Other Quantum Tools for Trend Staying Power

  • Accumulation/Distribution Indicator: Spots building phases. Positive in uptrends = stay long. Negative shift = prepare exit.
  • Currency Array (for Forex): Steep lines show momentum. Sustained steepness = trend conviction.

These work on MT5 or NinjaTrader. Combine for confluence.

Practical Tips to Stay in Trends

  • Higher timeframe for bias (daily Trend Monitor green = bullish).
  • Lower for entries (pullback on low volume).
  • Trail stops on high volume continuation.
  • Ignore low-volume noise—patience wins.

Anna Coulling’s VPA methodology with Quantum tools turns trend trading into disciplined art. Stay aligned—let winners run.

The Trend Monitor and VPA are your best allies for staying in trends. Quantum indicators make conviction visual and reliable. Trade with the flow—hold longer for bigger rewards.

Volume-Based Trailing Stops: Protecting Profits with VPA Conviction

Trailing stops are essential for letting winners run while protecting gains. Traditional methods use fixed pips, percentages, or moving averages. But volume-based trailing stops add a powerful edge. They trail based on volume price analysis (VPA) levels. This aligns exits with market conviction. High volume areas show professional interest—stronger support for trailing.

Why Volume-Based Trailing Stops Excel

Markets respect volume clusters. High volume at levels = real buying/selling pressure. Price often bounces or holds there.

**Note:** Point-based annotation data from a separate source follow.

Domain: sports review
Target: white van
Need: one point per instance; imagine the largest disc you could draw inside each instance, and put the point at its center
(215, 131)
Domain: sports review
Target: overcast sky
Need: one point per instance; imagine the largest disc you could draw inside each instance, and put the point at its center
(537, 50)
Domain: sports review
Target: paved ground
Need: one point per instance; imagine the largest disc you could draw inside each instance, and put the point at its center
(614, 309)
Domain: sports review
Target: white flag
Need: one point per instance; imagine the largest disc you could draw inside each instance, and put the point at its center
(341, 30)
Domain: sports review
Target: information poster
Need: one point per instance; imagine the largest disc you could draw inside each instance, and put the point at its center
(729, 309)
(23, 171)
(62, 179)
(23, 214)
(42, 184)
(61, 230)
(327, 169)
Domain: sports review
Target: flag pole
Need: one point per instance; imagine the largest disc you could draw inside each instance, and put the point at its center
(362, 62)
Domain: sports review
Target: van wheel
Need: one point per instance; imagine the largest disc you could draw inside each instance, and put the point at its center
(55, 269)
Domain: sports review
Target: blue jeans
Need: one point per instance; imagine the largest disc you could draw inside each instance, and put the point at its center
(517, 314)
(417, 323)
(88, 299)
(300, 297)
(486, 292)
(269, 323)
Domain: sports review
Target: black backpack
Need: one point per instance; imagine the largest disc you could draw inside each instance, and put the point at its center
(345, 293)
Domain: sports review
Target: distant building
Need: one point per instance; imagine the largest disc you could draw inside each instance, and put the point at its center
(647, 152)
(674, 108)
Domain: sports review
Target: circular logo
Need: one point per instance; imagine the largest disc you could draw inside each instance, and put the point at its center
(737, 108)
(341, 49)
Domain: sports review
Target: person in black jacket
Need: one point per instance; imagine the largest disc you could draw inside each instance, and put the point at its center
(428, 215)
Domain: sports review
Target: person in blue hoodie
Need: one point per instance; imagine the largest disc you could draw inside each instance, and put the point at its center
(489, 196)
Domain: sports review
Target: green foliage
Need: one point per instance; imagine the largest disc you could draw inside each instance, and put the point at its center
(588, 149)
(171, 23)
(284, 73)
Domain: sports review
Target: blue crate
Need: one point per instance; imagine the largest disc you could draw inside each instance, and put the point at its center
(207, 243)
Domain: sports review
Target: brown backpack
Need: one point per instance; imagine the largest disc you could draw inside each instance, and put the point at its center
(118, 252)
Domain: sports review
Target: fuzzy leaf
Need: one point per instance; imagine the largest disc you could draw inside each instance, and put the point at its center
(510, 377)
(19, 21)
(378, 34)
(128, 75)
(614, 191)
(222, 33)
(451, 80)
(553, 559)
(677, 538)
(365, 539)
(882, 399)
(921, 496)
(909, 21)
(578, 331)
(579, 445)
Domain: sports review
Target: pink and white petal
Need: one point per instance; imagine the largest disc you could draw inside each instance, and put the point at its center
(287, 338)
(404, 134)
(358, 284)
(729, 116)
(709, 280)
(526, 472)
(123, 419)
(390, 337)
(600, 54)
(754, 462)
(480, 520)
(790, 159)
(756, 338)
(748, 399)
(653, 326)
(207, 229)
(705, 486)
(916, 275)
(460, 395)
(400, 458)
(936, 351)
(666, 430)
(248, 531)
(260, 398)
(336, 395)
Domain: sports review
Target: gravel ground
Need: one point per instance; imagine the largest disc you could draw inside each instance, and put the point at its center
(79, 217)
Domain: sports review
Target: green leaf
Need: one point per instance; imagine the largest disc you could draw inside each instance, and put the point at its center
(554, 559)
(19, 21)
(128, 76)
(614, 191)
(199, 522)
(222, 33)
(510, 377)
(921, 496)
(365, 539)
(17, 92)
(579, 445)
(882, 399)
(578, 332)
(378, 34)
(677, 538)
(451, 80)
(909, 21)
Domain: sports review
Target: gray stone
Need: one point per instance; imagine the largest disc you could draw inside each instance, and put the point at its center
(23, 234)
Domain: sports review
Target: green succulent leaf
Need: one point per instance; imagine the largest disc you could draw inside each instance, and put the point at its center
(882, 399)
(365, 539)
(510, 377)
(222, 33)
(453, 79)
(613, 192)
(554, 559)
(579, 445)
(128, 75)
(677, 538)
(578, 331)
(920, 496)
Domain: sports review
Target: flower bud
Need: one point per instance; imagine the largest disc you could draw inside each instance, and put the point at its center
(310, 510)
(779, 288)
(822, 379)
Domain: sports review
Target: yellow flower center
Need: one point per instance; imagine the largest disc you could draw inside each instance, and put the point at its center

Trailing to these dynamic zones gives trends room to breathe. Avoid premature exits on low-volume pullbacks.

VPA reveals conviction:

  • High volume continuation = trail loosely.
  • Low volume extremes = tighten or exit.

Quantum indicators on NinjaTrader or MT5 enhance this—VPOC marks key volume levels for trailing.

How to Set Volume-Based Trailing Stops

Use these VPA principles:

  1. Trail to VPOC: Move stop to Volume Point of Control from recent swing. High volume here = strong level.
  2. High Volume Swing Lows/Highs: Trail below recent low (longs) or above high (shorts) with volume support.
  3. Accumulation/Distribution Phases: Positive ACD in uptrend—trail on pullbacks. Shift negative = tighten.
  4. Dynamic Adjustment: High volume candle in direction—loosen trail. Low volume = protect gains.

Quantum Trend Monitor aligns—green/red confirms trend for trailing.

Practical Examples

  • Long Trend Trade: EUR/USD rallies on high volume. Pullback to VPOC on low volume—trail stop below VPOC. Continuation on high volume—move stop to new swing low.
  • Short Trade: GBP/USD downtrend. Rally to resistance on low volume—trail stop above. High volume breakdown—loosen trail.

Benefits for Traders

Volume-based trailing reduces emotional exits. Let trends run on conviction. Protect on weakness. Quantum tools visualize levels—VPOC and Accumulation/Distribution guide precisely.

Anna Coulling’s VPA methodology with Quantum indicators turns trailing into disciplined art. Volume reveals where to protect profits.

Trade smarter with volume-based trailing stops. Quantum delivers reliable levels. Let winners run with conviction.